Buset, dah! Bukannya nurut atau merenung, ini cewek malah senyum-senyum enggak jelas. Sumpah, ngomong sama Annora kayak ngomong sama alien karena bakalan tulalit tanpa akhir terbaik.

"Enggak mau naik sebelum kita lomba renang dan dapat pemenang," cetusnya hingga membuat kedua mata ini membulat maksimal. "Kalo nolak tanda cemen dan itu bakal tersebar dengan kekuatan—"

"Gaboleh asik-asikan tanpa Fariz, kalau masih ngotot bakalan diaduin, loh!" Suara lain kembali hadir di antara kami, tanpa sempat aku mengelak omongan Annora dengan omelan khas emak-emak.

Kali ini Fariz, beneran enggak tahu deh sejak kapan siluman buaya itu ada di atas jembatan dengan bertelanjang dada dan hanya mengenakan boxer. Sama sepertiku, ia berteriak ala tarzan kemudian melompat dan ....

... percaya, dua rius kita sedang dalam masalah karena ikan-ikan koi itu pasti stress berat akibat bom air dari berat badan kami masing-masing.

Annora tertawa keras, hingga memamerkan seluruh deretan giginya ketika Fariz mengibaskan air ke arah kami berdua, sambil berteriak kesenangan hingga ujung-ujungnya mereka malah bermain siram air menggunakan tangan dan aku hanya melongo karena—lagi—kedatangan tamu dadakan.

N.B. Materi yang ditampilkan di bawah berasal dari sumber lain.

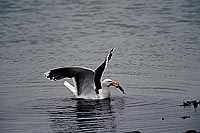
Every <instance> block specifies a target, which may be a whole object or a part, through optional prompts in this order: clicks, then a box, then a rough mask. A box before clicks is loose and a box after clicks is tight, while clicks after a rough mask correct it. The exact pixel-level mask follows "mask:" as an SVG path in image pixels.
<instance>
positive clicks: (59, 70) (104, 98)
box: [44, 48, 125, 99]
mask: <svg viewBox="0 0 200 133" xmlns="http://www.w3.org/2000/svg"><path fill="white" fill-rule="evenodd" d="M113 51H114V48H113V49H111V50H110V52H109V53H108V55H107V57H106V59H105V61H104V62H103V63H102V64H101V65H100V66H98V67H97V68H96V70H91V69H89V68H85V67H62V68H57V69H53V70H50V71H48V72H46V73H44V76H45V77H46V78H48V79H49V80H52V81H56V80H60V79H63V78H72V79H73V81H74V86H73V85H71V84H70V83H69V82H67V81H64V85H65V86H66V87H67V88H68V89H69V90H70V91H71V92H72V93H73V94H74V95H75V97H76V98H83V99H105V98H110V87H111V86H115V87H116V88H118V89H119V90H120V91H121V92H122V93H123V94H125V91H124V89H123V88H122V87H121V85H120V84H119V83H118V82H115V81H113V80H111V79H105V80H103V81H102V82H101V77H102V75H103V73H104V70H105V69H106V67H107V65H108V62H109V61H110V59H111V58H112V52H113Z"/></svg>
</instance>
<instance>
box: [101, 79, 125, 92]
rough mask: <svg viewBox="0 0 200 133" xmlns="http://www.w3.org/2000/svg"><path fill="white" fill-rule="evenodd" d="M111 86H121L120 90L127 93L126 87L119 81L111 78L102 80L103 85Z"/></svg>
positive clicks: (106, 87) (105, 85)
mask: <svg viewBox="0 0 200 133" xmlns="http://www.w3.org/2000/svg"><path fill="white" fill-rule="evenodd" d="M110 86H114V87H116V88H119V90H120V91H121V92H122V93H123V94H126V93H125V91H124V89H123V88H122V87H121V86H120V84H119V83H118V82H115V81H113V80H111V79H105V80H103V82H102V87H103V88H109V87H110Z"/></svg>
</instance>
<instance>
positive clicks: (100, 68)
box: [94, 48, 114, 94]
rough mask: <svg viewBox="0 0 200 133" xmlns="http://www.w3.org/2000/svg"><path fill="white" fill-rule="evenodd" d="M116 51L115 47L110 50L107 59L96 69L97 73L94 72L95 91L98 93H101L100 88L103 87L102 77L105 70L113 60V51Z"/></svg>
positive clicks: (108, 53) (106, 57) (95, 71)
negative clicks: (99, 91) (104, 70)
mask: <svg viewBox="0 0 200 133" xmlns="http://www.w3.org/2000/svg"><path fill="white" fill-rule="evenodd" d="M113 51H114V48H113V49H111V50H110V52H109V53H108V55H107V57H106V59H105V61H104V62H103V63H102V64H101V65H100V66H98V67H97V68H96V70H95V74H94V82H95V86H96V89H95V92H96V93H97V94H99V89H101V77H102V75H103V72H104V70H105V69H106V67H107V65H108V62H109V61H110V60H111V58H112V52H113Z"/></svg>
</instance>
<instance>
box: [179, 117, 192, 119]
mask: <svg viewBox="0 0 200 133" xmlns="http://www.w3.org/2000/svg"><path fill="white" fill-rule="evenodd" d="M180 118H182V119H187V118H190V116H181V117H180Z"/></svg>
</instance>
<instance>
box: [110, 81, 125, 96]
mask: <svg viewBox="0 0 200 133" xmlns="http://www.w3.org/2000/svg"><path fill="white" fill-rule="evenodd" d="M110 85H111V86H115V87H116V88H119V90H120V91H121V92H122V93H123V94H126V93H125V91H124V89H123V88H122V86H121V85H120V84H119V82H115V81H112V82H111V83H110Z"/></svg>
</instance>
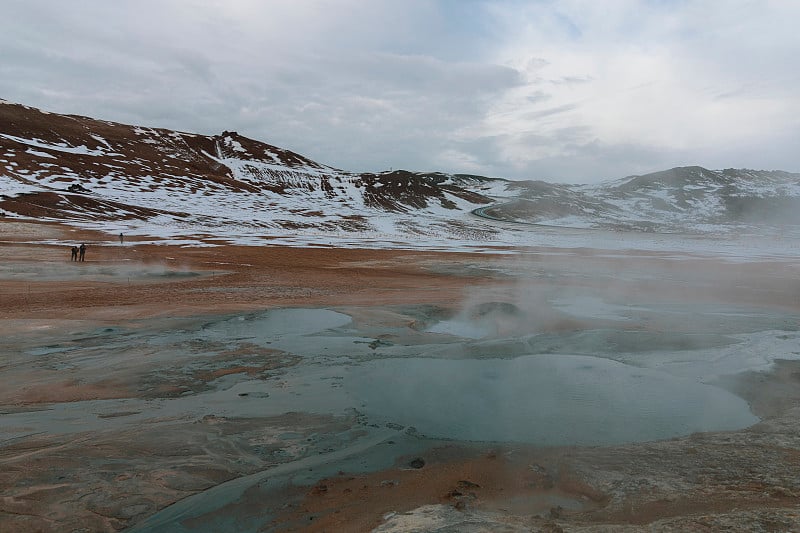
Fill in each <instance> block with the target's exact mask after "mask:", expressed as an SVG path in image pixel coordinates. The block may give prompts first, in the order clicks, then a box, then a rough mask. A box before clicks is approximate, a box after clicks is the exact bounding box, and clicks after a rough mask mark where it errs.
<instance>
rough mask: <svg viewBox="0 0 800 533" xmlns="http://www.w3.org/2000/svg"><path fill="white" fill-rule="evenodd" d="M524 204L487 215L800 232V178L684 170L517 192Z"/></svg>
mask: <svg viewBox="0 0 800 533" xmlns="http://www.w3.org/2000/svg"><path fill="white" fill-rule="evenodd" d="M509 190H510V191H515V192H516V198H513V199H510V200H509V201H508V202H507V203H503V204H499V205H495V206H491V207H487V208H483V209H481V212H482V213H484V214H486V215H487V216H491V217H495V218H498V219H503V220H514V221H517V222H524V223H534V224H547V225H555V226H568V227H594V228H598V227H599V228H608V229H623V230H636V231H662V232H706V231H711V232H716V233H719V232H722V233H725V232H728V231H732V230H736V229H737V228H740V227H742V226H747V227H753V226H796V225H800V174H792V173H789V172H782V171H763V170H748V169H727V170H707V169H705V168H701V167H679V168H673V169H670V170H666V171H662V172H655V173H652V174H646V175H644V176H629V177H627V178H623V179H620V180H616V181H611V182H605V183H601V184H597V185H572V186H568V185H553V184H549V183H545V182H541V181H531V182H515V183H512V184H510V185H509Z"/></svg>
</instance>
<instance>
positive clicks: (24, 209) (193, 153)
mask: <svg viewBox="0 0 800 533" xmlns="http://www.w3.org/2000/svg"><path fill="white" fill-rule="evenodd" d="M0 125H2V127H1V128H0V194H2V198H0V209H2V210H3V211H5V212H6V214H7V216H22V217H33V218H38V219H48V220H59V221H65V222H68V223H73V224H77V225H81V226H84V227H95V228H104V229H105V228H109V227H114V228H115V227H120V228H124V229H125V230H126V231H128V232H129V233H130V232H132V233H137V232H142V233H148V232H149V233H151V234H157V235H170V236H176V235H177V234H180V233H185V234H186V235H207V236H209V237H212V236H216V237H219V238H220V239H225V238H226V237H227V236H236V237H241V236H242V235H250V236H252V237H254V238H258V237H264V238H268V237H271V236H275V235H282V234H286V233H287V232H288V233H298V232H317V233H319V232H322V233H325V232H328V233H334V234H336V233H342V232H356V233H369V234H374V235H375V236H378V235H384V234H385V235H395V234H398V233H410V234H414V233H419V234H428V233H437V234H441V235H450V236H452V237H454V238H461V237H464V236H466V237H469V236H470V235H471V234H472V233H474V232H475V231H478V230H476V229H473V228H470V227H469V225H467V224H465V223H464V222H463V221H464V220H465V219H467V218H469V213H470V211H471V210H472V209H474V208H475V207H477V206H480V205H485V204H488V203H490V202H491V201H492V200H491V199H490V198H489V197H487V196H485V195H484V194H482V193H483V191H485V190H488V189H489V188H490V187H491V182H492V180H488V179H486V178H480V177H470V176H451V175H445V174H439V173H432V174H419V173H411V172H406V171H394V172H384V173H379V174H358V173H352V172H345V171H341V170H338V169H335V168H332V167H329V166H326V165H321V164H319V163H316V162H314V161H311V160H310V159H307V158H305V157H303V156H301V155H299V154H295V153H293V152H290V151H288V150H283V149H280V148H277V147H275V146H271V145H268V144H265V143H261V142H258V141H255V140H252V139H248V138H246V137H243V136H240V135H238V134H237V133H236V132H227V131H225V132H223V133H222V134H221V135H215V136H204V135H195V134H191V133H183V132H176V131H169V130H163V129H153V128H144V127H138V126H127V125H124V124H116V123H112V122H103V121H99V120H94V119H91V118H87V117H79V116H69V115H58V114H54V113H45V112H41V111H39V110H36V109H33V108H29V107H26V106H21V105H16V104H10V103H7V102H6V103H2V104H0ZM487 184H489V185H487ZM478 226H480V224H478ZM490 233H491V232H490ZM483 236H487V235H483Z"/></svg>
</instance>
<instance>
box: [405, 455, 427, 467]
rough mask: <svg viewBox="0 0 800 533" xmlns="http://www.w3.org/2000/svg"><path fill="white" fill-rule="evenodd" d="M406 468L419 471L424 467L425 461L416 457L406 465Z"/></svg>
mask: <svg viewBox="0 0 800 533" xmlns="http://www.w3.org/2000/svg"><path fill="white" fill-rule="evenodd" d="M408 466H410V467H411V468H416V469H420V468H422V467H423V466H425V459H423V458H422V457H417V458H416V459H414V460H413V461H411V462H410V463H408Z"/></svg>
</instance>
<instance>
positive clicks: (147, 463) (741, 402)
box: [0, 226, 800, 531]
mask: <svg viewBox="0 0 800 533" xmlns="http://www.w3.org/2000/svg"><path fill="white" fill-rule="evenodd" d="M29 230H30V231H31V232H33V231H34V230H37V231H39V232H40V233H39V234H38V237H39V238H40V239H39V240H42V239H43V238H45V237H46V238H47V239H53V240H57V239H58V238H59V236H60V234H59V233H58V232H59V229H58V228H57V227H53V228H51V227H48V226H45V227H43V228H33V229H30V228H29ZM42 232H44V235H42ZM80 237H81V238H85V239H86V240H88V241H90V242H92V243H93V244H92V246H90V247H89V251H90V252H91V253H90V255H88V256H87V259H88V260H87V263H86V265H80V266H77V265H74V264H70V263H69V261H64V260H63V259H60V258H61V255H63V253H62V252H63V249H62V248H63V247H57V246H51V245H48V244H46V243H38V244H37V243H25V242H17V241H14V240H12V239H7V240H5V241H4V243H3V244H2V246H3V248H4V250H5V251H6V252H13V253H11V254H10V255H8V254H7V256H11V257H14V258H15V260H14V261H11V262H9V263H7V264H4V265H3V267H2V268H0V313H1V314H0V332H2V336H0V356H2V360H1V361H0V380H1V381H2V387H1V388H0V463H2V469H0V487H1V488H2V490H0V493H2V497H0V530H2V531H74V530H77V531H114V530H130V531H226V530H227V531H306V530H309V531H369V530H372V529H376V530H377V531H410V530H417V531H434V530H435V531H530V530H534V531H536V530H541V531H558V530H563V531H597V530H603V528H607V530H609V531H612V530H613V531H627V530H630V531H638V530H651V529H653V528H656V529H660V530H667V531H673V530H674V531H685V530H696V531H715V530H724V529H725V528H733V529H736V530H744V531H748V530H750V531H791V530H794V529H795V528H796V527H797V524H798V523H800V522H799V521H800V507H799V506H798V503H797V502H798V497H800V431H798V430H800V422H798V420H800V419H799V418H798V415H800V366H799V365H798V363H797V360H798V359H800V333H799V332H798V329H799V328H798V326H800V304H799V303H798V294H800V283H798V282H795V281H793V279H794V278H795V277H796V276H795V275H796V274H797V270H796V267H794V266H793V265H792V264H789V263H787V262H786V261H785V260H783V259H781V260H777V259H776V260H770V259H768V258H767V259H765V258H760V259H758V260H750V261H740V262H732V261H724V260H716V259H714V258H709V257H704V256H699V255H698V256H691V255H682V256H680V257H677V258H676V257H673V256H670V255H669V254H647V255H642V254H635V253H631V254H627V255H626V254H620V253H618V252H616V253H615V255H614V256H612V257H610V256H607V255H605V254H603V253H602V251H596V252H591V251H588V250H579V251H561V252H560V253H552V252H553V251H552V250H540V251H532V252H531V253H529V254H526V255H523V256H520V255H483V256H479V255H470V254H435V253H414V252H409V251H395V252H387V251H368V250H298V249H280V248H261V249H253V248H247V247H233V246H231V247H220V248H213V249H192V248H179V247H165V246H153V245H144V244H142V245H137V244H136V243H130V244H127V245H126V246H124V247H122V246H113V245H112V244H111V241H112V240H113V236H109V237H108V241H109V243H103V242H102V239H101V237H102V236H101V235H91V234H87V235H81V236H80ZM91 239H93V241H92V240H91ZM66 259H68V255H67V256H66ZM84 267H85V268H84ZM223 267H224V268H223ZM86 295H91V297H86ZM81 296H83V297H81ZM648 528H649V529H648Z"/></svg>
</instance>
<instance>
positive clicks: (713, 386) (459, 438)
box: [345, 355, 758, 445]
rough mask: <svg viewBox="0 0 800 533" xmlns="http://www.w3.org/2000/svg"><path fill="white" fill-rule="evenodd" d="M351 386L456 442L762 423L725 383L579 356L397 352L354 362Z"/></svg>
mask: <svg viewBox="0 0 800 533" xmlns="http://www.w3.org/2000/svg"><path fill="white" fill-rule="evenodd" d="M400 376H402V378H399V377H400ZM345 387H349V388H350V389H351V391H352V393H353V394H354V395H355V396H356V397H357V398H359V399H360V400H361V401H362V402H363V403H362V406H363V407H362V409H363V411H364V413H366V414H367V416H369V417H370V419H372V420H380V421H384V422H392V423H395V424H400V425H403V426H414V427H415V428H416V429H417V430H418V431H419V432H420V433H422V434H424V435H426V436H430V437H435V438H445V439H454V440H469V441H513V442H526V443H534V444H537V445H608V444H619V443H626V442H637V441H649V440H658V439H666V438H671V437H676V436H679V435H686V434H689V433H693V432H697V431H718V430H728V429H738V428H742V427H746V426H748V425H751V424H753V423H755V422H757V421H758V419H757V418H756V417H755V416H754V415H752V414H751V413H750V411H749V409H748V406H747V403H746V402H745V401H744V400H742V399H741V398H738V397H736V396H734V395H733V394H731V393H729V392H727V391H724V390H722V389H720V388H718V387H714V386H711V385H706V384H703V383H699V382H698V381H696V380H692V379H687V378H679V377H675V376H672V375H670V374H667V373H665V372H660V371H658V370H651V369H646V368H636V367H632V366H629V365H625V364H622V363H617V362H615V361H610V360H608V359H601V358H597V357H587V356H575V355H535V356H523V357H518V358H515V359H484V360H479V361H477V360H469V359H467V360H440V359H417V358H408V359H388V360H382V361H375V362H371V363H367V364H364V365H361V366H360V367H358V368H356V369H354V370H353V372H352V373H351V374H350V375H348V376H347V378H346V379H345Z"/></svg>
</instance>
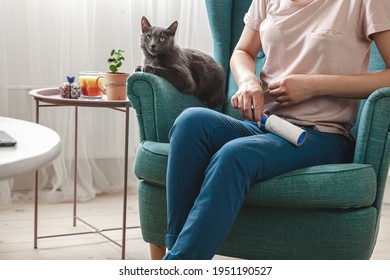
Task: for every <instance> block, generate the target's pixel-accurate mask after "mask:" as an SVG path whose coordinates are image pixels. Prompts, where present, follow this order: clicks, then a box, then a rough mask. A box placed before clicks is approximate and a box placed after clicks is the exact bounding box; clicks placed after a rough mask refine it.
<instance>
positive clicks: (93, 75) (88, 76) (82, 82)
mask: <svg viewBox="0 0 390 280" xmlns="http://www.w3.org/2000/svg"><path fill="white" fill-rule="evenodd" d="M101 74H102V73H101V72H91V71H88V72H80V73H79V85H80V89H81V95H82V96H83V97H87V98H101V97H102V96H103V91H102V90H101V88H102V86H103V85H102V81H99V78H100V77H101Z"/></svg>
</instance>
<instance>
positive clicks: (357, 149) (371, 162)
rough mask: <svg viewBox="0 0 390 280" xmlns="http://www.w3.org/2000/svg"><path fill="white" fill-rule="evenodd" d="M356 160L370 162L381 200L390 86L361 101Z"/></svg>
mask: <svg viewBox="0 0 390 280" xmlns="http://www.w3.org/2000/svg"><path fill="white" fill-rule="evenodd" d="M354 162H355V163H365V164H371V165H372V166H373V168H374V170H375V173H376V175H377V183H378V190H377V198H376V200H377V201H382V198H383V192H384V188H385V184H386V179H387V174H388V172H389V162H390V88H381V89H378V90H376V91H375V92H373V93H372V94H371V95H370V96H369V98H368V99H367V101H366V102H365V104H364V107H363V109H362V112H361V116H360V122H359V126H358V131H357V141H356V149H355V155H354Z"/></svg>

"Ayo lomba renang dan temukan rajanya!" seru Annora kemudian mendapat sahutan persetujuan dari Fariz dan mereka berdua bersorak kegirangan.

"Lompat dari jembatan dulu baru langsung berenang. Batasnya sampai pohon ceri terakhir!" kata Fariz enggak kira-kira karena jarak dari jembatan ke pohon ceri terakhir kurang lebih sepuluh meter dan jika dilakukan tanpa pemanasan, maka—

"Setuju! Ayo, Kak." Annora lagi-lagi menarik lenganku, senyumnya benar-benar menampilkan kebahagiaan beda banget sama yang diceritakan Fariz di toko bunga kemarin. "I'll be your black knight to protect you."

"Huh? Y-yes, apaan, dah aku enggak ngerti," kataku mau tidak mau menurut saja karena sudah diseret paksa oleh dua alien tersebut.